To mask and to mum kind neighbours will comeEarly 17th century Broadside, also known as All Hail to the Days, c. 1625 (courtesy of The Hymns and Carols of Christmas)
With wassails of nut-brown ale,
To drink and carouse to all in the house
As merry as bucks in the dale;
Where cake, bread, and cheese is brought for your fees
To make you the longer stay;
At the fire to warm ’twill do you no harm,
To drive the cold winter away.
It might feel a bit tardy to talk about wintertime tunes and songs but it certainly feels like we’re still dallying with winter here in West Cornwall. Back in the Autumn we discovered the song Drive the Cold Winter Away sung by Ian Giles with the Oxford Waits. We were captivated by the sentiment and language of the lyrics as well as the beguiling tune in D minor.
The tune is best known as part of the Playford Dancing Master Country Dances dating to the 17th century–not forgetting that when Playford himself was penning these tunes and the dances that went with them, they were already getting ‘old’. It’s written a a slow jig tempo 6/8, and you can take a lot of liberties with the tune (as we did) as it doesn’t tire of being played over and over again.
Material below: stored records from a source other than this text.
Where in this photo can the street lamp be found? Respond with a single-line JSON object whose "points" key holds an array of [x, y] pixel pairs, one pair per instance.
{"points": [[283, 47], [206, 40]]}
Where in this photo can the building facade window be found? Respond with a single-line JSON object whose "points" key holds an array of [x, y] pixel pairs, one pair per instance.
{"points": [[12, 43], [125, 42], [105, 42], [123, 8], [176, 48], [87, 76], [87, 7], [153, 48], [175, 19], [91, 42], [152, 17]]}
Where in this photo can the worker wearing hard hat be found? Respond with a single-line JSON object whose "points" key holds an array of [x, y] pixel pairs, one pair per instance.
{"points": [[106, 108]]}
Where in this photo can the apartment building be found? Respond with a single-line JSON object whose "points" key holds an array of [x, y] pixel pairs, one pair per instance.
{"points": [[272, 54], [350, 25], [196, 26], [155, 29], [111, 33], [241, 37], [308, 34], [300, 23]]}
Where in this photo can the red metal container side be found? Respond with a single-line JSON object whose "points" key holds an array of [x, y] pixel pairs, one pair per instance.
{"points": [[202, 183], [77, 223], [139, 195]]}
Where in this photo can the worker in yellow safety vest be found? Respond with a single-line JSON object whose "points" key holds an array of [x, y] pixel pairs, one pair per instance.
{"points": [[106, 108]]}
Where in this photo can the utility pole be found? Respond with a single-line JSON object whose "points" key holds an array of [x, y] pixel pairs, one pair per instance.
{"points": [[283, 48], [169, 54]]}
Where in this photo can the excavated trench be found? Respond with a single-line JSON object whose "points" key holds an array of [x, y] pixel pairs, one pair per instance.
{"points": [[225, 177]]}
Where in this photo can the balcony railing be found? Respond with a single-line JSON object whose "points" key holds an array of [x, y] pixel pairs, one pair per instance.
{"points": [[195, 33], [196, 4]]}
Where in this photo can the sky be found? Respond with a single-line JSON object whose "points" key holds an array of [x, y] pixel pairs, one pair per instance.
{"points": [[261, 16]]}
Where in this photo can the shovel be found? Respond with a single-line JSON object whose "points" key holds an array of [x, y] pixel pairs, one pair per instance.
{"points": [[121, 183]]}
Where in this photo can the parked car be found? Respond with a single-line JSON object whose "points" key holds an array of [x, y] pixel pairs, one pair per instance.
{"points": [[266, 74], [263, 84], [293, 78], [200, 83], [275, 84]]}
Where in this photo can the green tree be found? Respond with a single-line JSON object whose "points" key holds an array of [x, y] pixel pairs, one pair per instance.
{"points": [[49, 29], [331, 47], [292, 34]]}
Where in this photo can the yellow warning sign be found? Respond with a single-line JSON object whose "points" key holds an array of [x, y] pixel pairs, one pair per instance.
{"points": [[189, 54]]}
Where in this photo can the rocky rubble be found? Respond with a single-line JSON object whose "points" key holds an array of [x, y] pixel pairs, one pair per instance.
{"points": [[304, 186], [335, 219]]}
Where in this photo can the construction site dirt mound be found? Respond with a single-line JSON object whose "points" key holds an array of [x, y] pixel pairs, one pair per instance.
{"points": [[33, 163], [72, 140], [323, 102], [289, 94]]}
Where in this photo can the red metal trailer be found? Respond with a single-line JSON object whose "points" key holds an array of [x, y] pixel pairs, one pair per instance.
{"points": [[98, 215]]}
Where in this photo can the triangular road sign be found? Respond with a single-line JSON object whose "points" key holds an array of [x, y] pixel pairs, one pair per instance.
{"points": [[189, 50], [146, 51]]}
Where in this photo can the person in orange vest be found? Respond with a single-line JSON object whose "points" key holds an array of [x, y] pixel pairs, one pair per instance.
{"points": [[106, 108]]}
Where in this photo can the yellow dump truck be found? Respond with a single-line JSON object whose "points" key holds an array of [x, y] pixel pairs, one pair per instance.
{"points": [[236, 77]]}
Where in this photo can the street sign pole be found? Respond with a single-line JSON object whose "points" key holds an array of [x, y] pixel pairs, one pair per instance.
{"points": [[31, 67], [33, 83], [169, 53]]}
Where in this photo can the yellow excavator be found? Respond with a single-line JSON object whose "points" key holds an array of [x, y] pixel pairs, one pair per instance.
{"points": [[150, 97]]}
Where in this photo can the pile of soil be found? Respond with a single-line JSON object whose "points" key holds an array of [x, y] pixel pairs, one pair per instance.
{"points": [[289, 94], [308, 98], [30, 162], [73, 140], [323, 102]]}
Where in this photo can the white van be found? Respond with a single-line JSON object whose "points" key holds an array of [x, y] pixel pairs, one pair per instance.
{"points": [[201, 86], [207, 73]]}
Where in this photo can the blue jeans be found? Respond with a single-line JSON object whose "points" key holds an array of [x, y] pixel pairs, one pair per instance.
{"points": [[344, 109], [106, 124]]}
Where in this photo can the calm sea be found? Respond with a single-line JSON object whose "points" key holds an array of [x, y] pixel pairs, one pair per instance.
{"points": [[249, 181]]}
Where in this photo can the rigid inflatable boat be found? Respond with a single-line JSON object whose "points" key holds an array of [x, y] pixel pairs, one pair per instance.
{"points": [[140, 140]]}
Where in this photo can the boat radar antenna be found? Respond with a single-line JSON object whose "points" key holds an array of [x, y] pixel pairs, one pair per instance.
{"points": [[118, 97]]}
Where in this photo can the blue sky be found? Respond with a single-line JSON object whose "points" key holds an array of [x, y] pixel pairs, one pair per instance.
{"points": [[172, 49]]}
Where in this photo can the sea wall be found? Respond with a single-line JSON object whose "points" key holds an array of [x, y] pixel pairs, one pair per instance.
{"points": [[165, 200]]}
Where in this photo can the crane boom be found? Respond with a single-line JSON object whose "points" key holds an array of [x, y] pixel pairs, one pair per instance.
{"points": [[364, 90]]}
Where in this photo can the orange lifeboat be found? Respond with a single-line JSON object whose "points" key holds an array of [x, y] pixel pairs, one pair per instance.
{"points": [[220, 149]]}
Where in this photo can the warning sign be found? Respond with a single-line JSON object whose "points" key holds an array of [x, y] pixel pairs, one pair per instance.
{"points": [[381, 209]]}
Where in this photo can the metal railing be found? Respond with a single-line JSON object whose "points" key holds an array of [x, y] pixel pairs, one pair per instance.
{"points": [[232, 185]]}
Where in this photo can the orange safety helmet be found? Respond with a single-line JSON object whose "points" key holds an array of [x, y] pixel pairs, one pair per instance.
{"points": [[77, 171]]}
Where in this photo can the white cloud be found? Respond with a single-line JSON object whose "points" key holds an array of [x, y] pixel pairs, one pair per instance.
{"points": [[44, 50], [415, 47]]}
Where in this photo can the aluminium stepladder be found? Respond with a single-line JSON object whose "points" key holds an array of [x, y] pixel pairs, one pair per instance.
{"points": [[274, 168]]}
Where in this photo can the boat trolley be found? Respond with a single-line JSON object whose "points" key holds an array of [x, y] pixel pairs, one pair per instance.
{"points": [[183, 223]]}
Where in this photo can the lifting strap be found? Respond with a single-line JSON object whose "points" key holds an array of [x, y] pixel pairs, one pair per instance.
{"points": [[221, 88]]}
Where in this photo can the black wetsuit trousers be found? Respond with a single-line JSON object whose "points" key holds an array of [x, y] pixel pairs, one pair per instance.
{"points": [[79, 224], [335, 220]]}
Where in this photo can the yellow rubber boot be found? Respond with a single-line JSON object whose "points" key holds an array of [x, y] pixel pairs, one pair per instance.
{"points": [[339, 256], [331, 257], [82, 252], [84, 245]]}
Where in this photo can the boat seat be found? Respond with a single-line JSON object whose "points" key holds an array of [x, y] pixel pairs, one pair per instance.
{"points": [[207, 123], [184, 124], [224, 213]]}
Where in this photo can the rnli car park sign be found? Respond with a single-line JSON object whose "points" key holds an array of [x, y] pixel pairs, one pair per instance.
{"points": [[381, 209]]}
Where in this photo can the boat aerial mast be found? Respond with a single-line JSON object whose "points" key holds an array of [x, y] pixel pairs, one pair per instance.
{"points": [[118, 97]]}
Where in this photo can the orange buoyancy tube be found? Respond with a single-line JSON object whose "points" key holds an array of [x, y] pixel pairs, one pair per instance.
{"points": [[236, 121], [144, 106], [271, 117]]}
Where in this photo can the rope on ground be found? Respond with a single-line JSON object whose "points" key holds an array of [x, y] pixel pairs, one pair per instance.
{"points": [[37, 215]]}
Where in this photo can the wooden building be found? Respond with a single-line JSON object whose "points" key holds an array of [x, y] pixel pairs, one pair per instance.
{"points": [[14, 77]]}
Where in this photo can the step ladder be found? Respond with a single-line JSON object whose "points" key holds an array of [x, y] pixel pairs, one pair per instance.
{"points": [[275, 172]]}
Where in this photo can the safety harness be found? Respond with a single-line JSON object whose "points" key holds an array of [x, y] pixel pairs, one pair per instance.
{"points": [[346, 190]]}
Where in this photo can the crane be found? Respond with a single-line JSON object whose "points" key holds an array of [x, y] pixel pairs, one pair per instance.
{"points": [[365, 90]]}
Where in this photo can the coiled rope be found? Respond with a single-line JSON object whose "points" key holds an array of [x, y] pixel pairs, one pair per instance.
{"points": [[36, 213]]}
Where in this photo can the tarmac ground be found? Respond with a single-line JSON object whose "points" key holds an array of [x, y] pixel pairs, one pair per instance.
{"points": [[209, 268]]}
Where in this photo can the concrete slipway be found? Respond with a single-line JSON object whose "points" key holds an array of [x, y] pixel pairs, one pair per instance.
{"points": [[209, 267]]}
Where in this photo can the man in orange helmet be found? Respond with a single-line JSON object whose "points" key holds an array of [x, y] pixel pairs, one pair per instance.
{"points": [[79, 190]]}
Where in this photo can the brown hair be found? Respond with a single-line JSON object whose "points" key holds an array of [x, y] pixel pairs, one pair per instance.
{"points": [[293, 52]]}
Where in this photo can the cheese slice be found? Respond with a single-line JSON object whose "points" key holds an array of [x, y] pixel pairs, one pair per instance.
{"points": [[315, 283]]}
Not strictly Cornish trad, but I think, like a few other Playford tunes, good credentials for being known here, like in other parts of Britain, given the popularity of Broadsides and the appetite for them.
Drive the cold winter away, also known as All Hail to the Days was written or accumulated anonymously. It is a song about merriment, reflection and revellery during the darkest time of the year. To us, it summed up what guise dancing is all about, sharing joy in music and friendship, having fun in disguise, letting bygones by bygones, letting go of bad times, and wishing it would warm up a bit.
‘Tis ill for a mind to anger inclined
To think of small injuries now
Using this tune we made an electronic experiment. Using a Casio MT-68 keyboard, Beringer Model D (Moog clone) plugged into an Arturia Keystep we recorded the melody and some effects (whooshing wind) alongside the Casio’s analogue 6/8 “slow rock” rhythm. We experimented with recording mandolin over it, and also fiddle. The fiddle melody didn’t do the production any favours so we removed it, but we kept, and seriously filtered a double-stopped accompaniment.
It was also an opportunity to try some mastering at home. This was a taster for a project we have just started working on in earnest, to record the ‘fairy music’ of Arthur Mata, the first horner of the Gorsedh and early proponent of the 1920s/30s Cornish revival.